Heroes, directed by San Francisco Playhouse co-founder Bill English, illustrates the choices, religious and political, that young conservative Christians so often confront. Kevin is indecisive about certain elements of his faith. All are preoccupied by the need to start a family. A major theme is the decision of whether to raise their families in a progressive city where the high-status jobs are, or to live “among the good,” as Justin advocates, and place faith over career. The play also broaches the purpose of suffering, spiritual and physical, which Emily’s debilitating Lyme disease makes concrete.
To a liberal, or even a secular conservative, a play spotlighting these debates may seem bizarre at first. The foreignness of a play sympathetic to conservative arguments does make Heroes “radical,” to quote Arbery. But the topics of family, sacrifice, and yes, faith, are so central to our adulthood. Everyone should be made to grapple with them, particularly students on a campus that often avoids such conversations.
Heroes is at its strongest when the characters debate faith and politics. The peak of the play, an enthralling debate between Teresa and the new college president, Gina (Susi Damilano), depicts the contemporary struggle between ‘Trumpian’ conservatism and Burkean conservatism within the Republican Party. The play’s remarkably accurate portrayal of conservatives is owed to playwright Will Arbery having known Heroes’s characters his entire life. The son of two professors at Wyoming Catholic College, one can imagine Arbery’s family having the same discussions around the dinner table. The dialogue is excellent as a result and is well-acted. The play runs two hours with no intermission, but I did not think to check my watch until ten minutes remained.
Still, Arbery makes some missteps. A two-hour play should not have a lot of character development. The debate between Teresa and Gina features much more pathos than logos. Such is Broadway, I suppose. Arbery’s understanding of conservatives has its limits too; no fan of Steve Bannon, as Teresa is, would have claimed that “we (meaning conservatives like herself) are in control” of the country in 2017, especially a day after Bannon was pushed out of the White House.

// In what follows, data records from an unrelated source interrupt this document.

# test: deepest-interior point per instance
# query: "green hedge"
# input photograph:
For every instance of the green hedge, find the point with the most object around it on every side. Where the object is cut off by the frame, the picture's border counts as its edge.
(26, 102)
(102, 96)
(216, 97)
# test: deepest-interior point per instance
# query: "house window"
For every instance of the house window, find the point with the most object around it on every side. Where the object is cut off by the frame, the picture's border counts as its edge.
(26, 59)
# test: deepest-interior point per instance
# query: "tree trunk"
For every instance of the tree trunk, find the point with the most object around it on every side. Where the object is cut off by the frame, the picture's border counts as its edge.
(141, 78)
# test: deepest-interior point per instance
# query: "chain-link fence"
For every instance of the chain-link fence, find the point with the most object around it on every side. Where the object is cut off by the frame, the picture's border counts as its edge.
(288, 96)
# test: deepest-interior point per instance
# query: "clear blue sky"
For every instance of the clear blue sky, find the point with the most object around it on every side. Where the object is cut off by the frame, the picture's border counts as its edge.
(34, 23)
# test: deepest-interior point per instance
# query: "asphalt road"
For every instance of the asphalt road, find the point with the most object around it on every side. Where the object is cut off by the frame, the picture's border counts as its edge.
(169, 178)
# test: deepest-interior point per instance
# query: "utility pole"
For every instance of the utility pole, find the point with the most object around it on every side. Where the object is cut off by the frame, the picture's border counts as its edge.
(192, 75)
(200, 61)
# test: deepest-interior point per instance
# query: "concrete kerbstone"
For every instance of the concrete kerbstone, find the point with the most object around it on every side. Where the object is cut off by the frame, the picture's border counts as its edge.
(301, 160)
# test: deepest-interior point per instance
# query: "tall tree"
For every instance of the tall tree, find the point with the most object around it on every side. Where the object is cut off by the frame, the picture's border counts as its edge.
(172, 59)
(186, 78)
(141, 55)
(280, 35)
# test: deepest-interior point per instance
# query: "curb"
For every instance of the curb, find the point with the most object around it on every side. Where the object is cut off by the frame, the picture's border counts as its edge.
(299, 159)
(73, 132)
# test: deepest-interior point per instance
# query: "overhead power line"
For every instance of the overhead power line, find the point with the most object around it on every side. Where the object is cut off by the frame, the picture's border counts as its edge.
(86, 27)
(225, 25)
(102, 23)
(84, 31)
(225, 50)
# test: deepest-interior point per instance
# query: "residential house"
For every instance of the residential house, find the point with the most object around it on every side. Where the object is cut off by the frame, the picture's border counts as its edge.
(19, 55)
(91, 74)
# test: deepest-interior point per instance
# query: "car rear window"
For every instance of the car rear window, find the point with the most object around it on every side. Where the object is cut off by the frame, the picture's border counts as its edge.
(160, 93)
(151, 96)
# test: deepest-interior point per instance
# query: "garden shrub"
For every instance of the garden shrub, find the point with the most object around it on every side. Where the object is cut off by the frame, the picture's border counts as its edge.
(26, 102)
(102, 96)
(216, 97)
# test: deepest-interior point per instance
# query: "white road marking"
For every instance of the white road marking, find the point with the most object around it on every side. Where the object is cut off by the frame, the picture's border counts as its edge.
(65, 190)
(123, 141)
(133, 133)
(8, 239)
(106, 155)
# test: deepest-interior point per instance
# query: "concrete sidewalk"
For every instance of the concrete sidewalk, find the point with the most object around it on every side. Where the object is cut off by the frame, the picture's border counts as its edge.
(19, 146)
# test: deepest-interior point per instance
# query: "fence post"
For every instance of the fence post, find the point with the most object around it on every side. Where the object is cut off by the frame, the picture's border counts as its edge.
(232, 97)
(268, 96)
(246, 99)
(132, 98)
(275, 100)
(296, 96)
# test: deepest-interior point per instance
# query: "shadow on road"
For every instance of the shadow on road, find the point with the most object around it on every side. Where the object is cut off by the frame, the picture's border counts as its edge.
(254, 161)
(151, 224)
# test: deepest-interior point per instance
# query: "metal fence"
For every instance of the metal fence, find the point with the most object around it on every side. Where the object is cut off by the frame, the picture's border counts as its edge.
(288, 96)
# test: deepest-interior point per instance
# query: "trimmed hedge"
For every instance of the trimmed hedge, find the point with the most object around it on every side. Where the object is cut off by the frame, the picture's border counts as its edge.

But these are minor qualms with a play that has been so well-reviewed elsewhere and was a finalist for a Pulitzer. Heroes is a must-see for liberals and conservative viewers alike; I would not be writing this review otherwise. For liberals, the play offers an honest view into the inter-conservative debates that may determine America’s future. Conservatives will learn from hearing these debates also, but the real joy of Heroes is its very existence. To watch Heroes in San Francisco is to step through the looking-glass into an America where public entertainment takes conservatives and their values seriously. This alone makes the play worth the price of admission.